In our design of assertions and conditional type assignment, we have for some time taken the position that the XPath expressions used should not point up or left (or right) from the element on which the assertions are checked (or the type of which is being calculated). This was not a unanimous decision, if I recall correctly, but one to which some WG members assented reluctantly. It seemed clear, when we reached agreement on this point, that the prohibition was inconvenient, but as far as we could tell it did not actually affect the expressive power of assertions. One example used at the time (see http://lists.w3.org/Archives/Member/w3c-xml-schema-ig/2006Mar/0041.html for an appearance of this example in WG discussion) was that of the HTML 'input' and 'form' elements: 'form' is legal only within an 'input' element. A natural way to express the constraint is to write an assertion of the form ancestor::html:form or count(ancestor::html:form) > 0 in the declaration of the type assigned to the input element. We came to the conclusion that upward-pointing assertions were not essential to this scenario, however, when we realized that one could place the assertion on the HTML element, and formulate it as count(.//input) = count(.//form//input) Recently I have become aware of a fallacy in our reasoning, which leads me to conclude that we reasoned our way to a false conclusion and that we need to reconsider the decisions based in part on that conclusion. HTML is defined as a modular vocabulary, and the forms module is intended to be usable in arbitrary XML vocabularies, not only in (X)HTML itself. Placing the assertion on the HTML element does not guarantee that it will be enforced wherever 'form' and 'input' are used. There is no element on which the assertion can be placed so that it reliably enforces the constraint. It appears, then, that we were wrong to believe that the current form of assertions in XSDL 1.1 could be used to handle the HTML form/input use case. Under the circumstances, I no longer believe it plausible to forbid assertions to point upward in the tree, and believe that we should drop the restriction (and with it, our mechanisms for 'tree trimming' prior to XPath evaluation).
I'm against allowing upward pointing XPaths. Let's try and remember the 80/20 principle. I don't think we have to scourer the world looking for every conceivable use-case and then accommodate it.

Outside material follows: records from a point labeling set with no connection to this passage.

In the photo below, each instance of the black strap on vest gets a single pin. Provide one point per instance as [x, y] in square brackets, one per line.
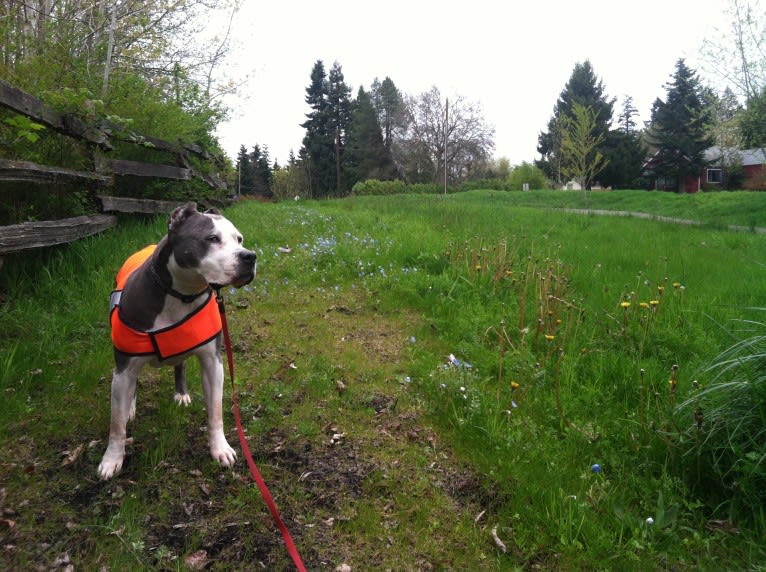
[168, 289]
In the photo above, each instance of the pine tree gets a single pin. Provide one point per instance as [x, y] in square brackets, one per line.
[245, 176]
[366, 156]
[390, 108]
[585, 89]
[626, 122]
[339, 107]
[625, 150]
[680, 128]
[318, 150]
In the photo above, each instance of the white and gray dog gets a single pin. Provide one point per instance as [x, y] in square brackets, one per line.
[164, 311]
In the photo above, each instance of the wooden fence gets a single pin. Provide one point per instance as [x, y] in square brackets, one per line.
[28, 235]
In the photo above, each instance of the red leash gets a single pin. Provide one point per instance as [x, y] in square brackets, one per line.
[254, 472]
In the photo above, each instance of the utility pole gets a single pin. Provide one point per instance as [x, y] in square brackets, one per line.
[446, 123]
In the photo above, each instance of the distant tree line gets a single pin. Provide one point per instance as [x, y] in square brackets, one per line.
[379, 134]
[588, 141]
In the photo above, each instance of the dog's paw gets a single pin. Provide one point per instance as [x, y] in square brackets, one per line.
[223, 453]
[109, 467]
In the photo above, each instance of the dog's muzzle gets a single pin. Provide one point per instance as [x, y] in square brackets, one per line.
[246, 268]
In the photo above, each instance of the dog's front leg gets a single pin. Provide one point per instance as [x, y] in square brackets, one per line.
[123, 409]
[212, 384]
[181, 396]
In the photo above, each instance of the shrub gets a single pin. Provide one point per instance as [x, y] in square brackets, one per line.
[526, 173]
[376, 187]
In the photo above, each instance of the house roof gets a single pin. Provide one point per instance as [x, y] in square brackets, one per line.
[746, 156]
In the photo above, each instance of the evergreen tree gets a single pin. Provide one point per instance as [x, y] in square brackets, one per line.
[245, 171]
[680, 128]
[586, 90]
[390, 108]
[366, 156]
[261, 169]
[625, 150]
[625, 121]
[318, 149]
[339, 107]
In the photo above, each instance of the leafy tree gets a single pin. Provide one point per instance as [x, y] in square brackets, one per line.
[586, 90]
[470, 140]
[752, 122]
[581, 157]
[736, 53]
[680, 128]
[366, 156]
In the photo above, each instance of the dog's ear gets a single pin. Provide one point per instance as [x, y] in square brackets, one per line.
[180, 214]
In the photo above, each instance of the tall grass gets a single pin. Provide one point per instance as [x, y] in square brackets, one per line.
[563, 356]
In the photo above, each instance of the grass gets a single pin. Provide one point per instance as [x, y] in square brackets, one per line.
[416, 373]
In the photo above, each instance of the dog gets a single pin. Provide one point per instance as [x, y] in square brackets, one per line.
[164, 311]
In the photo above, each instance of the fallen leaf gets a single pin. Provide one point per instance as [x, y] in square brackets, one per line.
[71, 456]
[499, 543]
[196, 560]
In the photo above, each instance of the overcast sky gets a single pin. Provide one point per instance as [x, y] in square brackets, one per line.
[514, 58]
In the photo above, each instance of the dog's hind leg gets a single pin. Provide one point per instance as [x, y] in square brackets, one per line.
[123, 405]
[181, 396]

I think it's a good principle that an element is valid or invalid based only on its content, and not on its context in some larger document. XSLT and XQuery rely on this principle, allowing you to assemble a document bottom-up, knowing that if a component is valid in itself, then it will still be valid when inserted into a larger tree. We do have one exception to this, the document-level constraints on ID/IDREF, but that's manageable. In the use case cited, if we argued that an input element can never exist without a containing form, then it would be impossible for XSLT to construct the form. There are definitely contexts where it's quite reasonable for an input element to exist without the containing form, for example in the results of a query performing introspection on the form. This truly is a constraint on valid HTML elements, not a constraint on input elements. There is one usability issue with constraints like count(.//input) = count(.//form//input) - it's very hard to produce an error message that identifies the offending input element. If users can be persuaded to write such constraints in the form every $i in .//input satisfies ($i intersect .//form//input) then it might be possible to do better. At present our restricted XPath subset discourages this.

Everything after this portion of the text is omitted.